Yes this is a trail.  The skinny brown sign even says so.

Having a break in the shade.

We took a little break in the shade for a snack and to let a German Shepherd waddle by.  Poor dog had such a roached back and frog legs that it looked crippled, hobbling along up the steep hill.  I felt bad for the dog and angry at the conformation breeders that do this on purpose.  And puzzled as to why someone who likes hiking would get a dog that's so physically debilitated by design.  My good friend and next door neighbor had a German Shepherd when we were kids growing up and it was such an awesome dog, great temperament especially with all the neighborhood kids, physically sound, could run around with us forever.  Looked nothing like the poor hunchback waddling up the hill.  Such a shame what has happened to that breed.

O.k., enough of that.  Time to go.

The bike ride at Hall the day before went well.  I rode almost the whole trail including things I had to walk last time.  In fact I was looking for rocks to ride over and taking the rockier line in places.  Jonny showed me how to ride something I've always had to walk.  Some of the terrain is similar to Curt Gowdy, some granite drops offs and such, but not nearly as many challenges.  Nonetheless good practice and I was feeling a good bit more confident about my technical skills at the end.  And was barely even tired after 2 hours so that was good.

My latest plan is to go ahead with my race in 2 weeks.  I don't know if there's a cut-off time but my plan is to finish the race even if I have to walk part of the run as long as the race organizers will let me.  I may very well be DFL for the first time ever in my life but I'm determined to finish the thing.  Was going to go to the Valmont Bike Park today to work on skills but this will have to wait until the smoke dies down.  In the meantime the dogs and I are doing our best rain dance for those folks up in the hills west of Fort Collins.

Edited to add:
Ugh, just after I posted this I found out an agility person I know lost her home in the fire.  Thankfully her dog was with her and at least no one was physically hurt.  The emotional scars are often as bad or worse than the physical ones though.

Wednesday, June 06, 2012

We Got That Attitude

Don't care what they may say
We got that attitude
Don't care what they may do
We got that attitude

Hey, we got that P.M.A. (positive mental attitude)
Hey, we got that P.M.A.

'Attitude' by the Bad Brains

I think this pretty much sums it up.

Step up to the start line, do your best HR impersonation and enjoy the ride.  Whether you Q or not you and your dog are going to leave the ring with a smile on your face and at the end of the day that's all that matters anyway.  The rest is just background noise.

Attitude is the easiest thing to change.  You just decide to do it and you do it, simple as that.  You don't need to pay for some fancy pants mental management guru.  Just put on your pink pirate socks and go dive off that stage.

Easy peasy.

Also as it turns out lots of studies show that one bad apple does spoil the whole bunch, girl, so if you have someone at your trial or club meeting or class who loves to spread their misery and vitriol around it's good if you can shut them down right away.  Shove them in a crate with a Kong, stuff them in a x-pen, whatever but don't let them harsh your buzz.

This post is a part of Blog Action Day.
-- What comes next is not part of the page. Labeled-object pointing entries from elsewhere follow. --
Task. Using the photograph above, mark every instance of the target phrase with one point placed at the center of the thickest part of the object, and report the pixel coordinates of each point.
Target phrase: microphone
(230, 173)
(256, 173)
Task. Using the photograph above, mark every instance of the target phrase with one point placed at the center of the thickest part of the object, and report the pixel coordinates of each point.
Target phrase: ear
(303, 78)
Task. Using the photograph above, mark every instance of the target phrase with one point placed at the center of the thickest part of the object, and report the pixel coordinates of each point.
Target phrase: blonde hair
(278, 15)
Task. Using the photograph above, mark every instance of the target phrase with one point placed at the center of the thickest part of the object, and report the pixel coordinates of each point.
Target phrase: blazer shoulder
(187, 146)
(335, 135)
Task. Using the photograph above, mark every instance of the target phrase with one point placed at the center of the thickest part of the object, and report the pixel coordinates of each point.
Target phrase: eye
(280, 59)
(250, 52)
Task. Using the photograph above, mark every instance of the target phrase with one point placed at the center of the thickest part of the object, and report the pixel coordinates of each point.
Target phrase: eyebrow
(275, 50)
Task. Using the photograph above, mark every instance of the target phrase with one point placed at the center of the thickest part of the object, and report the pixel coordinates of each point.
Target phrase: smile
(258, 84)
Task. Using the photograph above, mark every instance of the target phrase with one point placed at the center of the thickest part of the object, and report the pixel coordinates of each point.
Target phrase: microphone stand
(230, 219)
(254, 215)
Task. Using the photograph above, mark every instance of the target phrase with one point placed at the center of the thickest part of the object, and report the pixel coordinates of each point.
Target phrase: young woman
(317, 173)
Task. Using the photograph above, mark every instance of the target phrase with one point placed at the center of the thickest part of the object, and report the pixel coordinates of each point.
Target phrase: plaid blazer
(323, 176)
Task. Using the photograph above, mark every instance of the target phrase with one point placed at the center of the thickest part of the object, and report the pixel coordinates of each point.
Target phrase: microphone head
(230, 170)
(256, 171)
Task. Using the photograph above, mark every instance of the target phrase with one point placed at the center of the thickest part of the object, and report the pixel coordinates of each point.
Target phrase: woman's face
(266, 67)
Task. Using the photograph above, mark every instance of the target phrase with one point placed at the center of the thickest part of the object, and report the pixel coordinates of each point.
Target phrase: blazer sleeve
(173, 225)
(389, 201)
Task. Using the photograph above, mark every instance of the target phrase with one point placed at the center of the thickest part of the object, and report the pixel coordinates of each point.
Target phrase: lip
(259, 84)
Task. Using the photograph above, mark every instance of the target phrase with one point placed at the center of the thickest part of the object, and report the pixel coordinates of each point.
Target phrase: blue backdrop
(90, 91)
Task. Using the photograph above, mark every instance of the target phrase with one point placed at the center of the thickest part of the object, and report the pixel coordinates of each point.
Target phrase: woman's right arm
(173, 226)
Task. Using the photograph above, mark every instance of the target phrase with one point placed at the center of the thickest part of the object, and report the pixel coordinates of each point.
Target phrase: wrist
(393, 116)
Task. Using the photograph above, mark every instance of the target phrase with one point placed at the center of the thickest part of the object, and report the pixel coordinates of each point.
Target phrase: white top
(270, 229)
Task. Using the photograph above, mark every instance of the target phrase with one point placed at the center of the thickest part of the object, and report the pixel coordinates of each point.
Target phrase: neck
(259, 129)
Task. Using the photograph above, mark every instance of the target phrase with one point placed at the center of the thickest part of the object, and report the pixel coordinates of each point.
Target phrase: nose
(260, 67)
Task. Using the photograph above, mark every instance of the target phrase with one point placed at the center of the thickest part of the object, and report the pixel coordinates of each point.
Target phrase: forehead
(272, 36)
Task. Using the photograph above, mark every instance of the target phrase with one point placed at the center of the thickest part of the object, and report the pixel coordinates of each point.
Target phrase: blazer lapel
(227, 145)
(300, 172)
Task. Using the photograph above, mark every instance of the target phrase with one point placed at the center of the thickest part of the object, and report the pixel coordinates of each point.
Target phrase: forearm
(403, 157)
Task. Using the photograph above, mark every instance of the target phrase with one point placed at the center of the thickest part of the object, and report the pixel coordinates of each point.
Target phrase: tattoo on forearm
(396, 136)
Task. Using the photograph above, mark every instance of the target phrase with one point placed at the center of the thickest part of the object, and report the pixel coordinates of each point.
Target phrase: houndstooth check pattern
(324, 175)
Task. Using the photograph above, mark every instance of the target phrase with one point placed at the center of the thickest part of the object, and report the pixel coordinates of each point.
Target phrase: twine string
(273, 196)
Go here to see more posts on the subject.

Monday, June 04, 2012

Give Me a Home

where the baby buffalo roam.

I was cooped up at a hypnotherapy pain management seminar for the past 3 days and by the end my head was full and my legs were twitchy from so much sitting so I went for a nice long mindless ride out east on the dirt roads.  I saw lots of babies, baby cows, foals, lambs, baby prairie dogs and I didn't stop for any of them because I just wanted to ride and not think about anything but I couldn't pass up the field full of baby buffalo.

Because for crying out loud, how cute are baby buffalo?

Apparently it's hard work being a baby buffalo.  These guys were tuckered out.

I only had my point and shoot camera and I only brought it just in case I ran across something extra special.

You think you have bad shedding issues at your house.  This guy's going to need the extra large furminator.

And an osprey out at the Boulder Reservoir for good measure.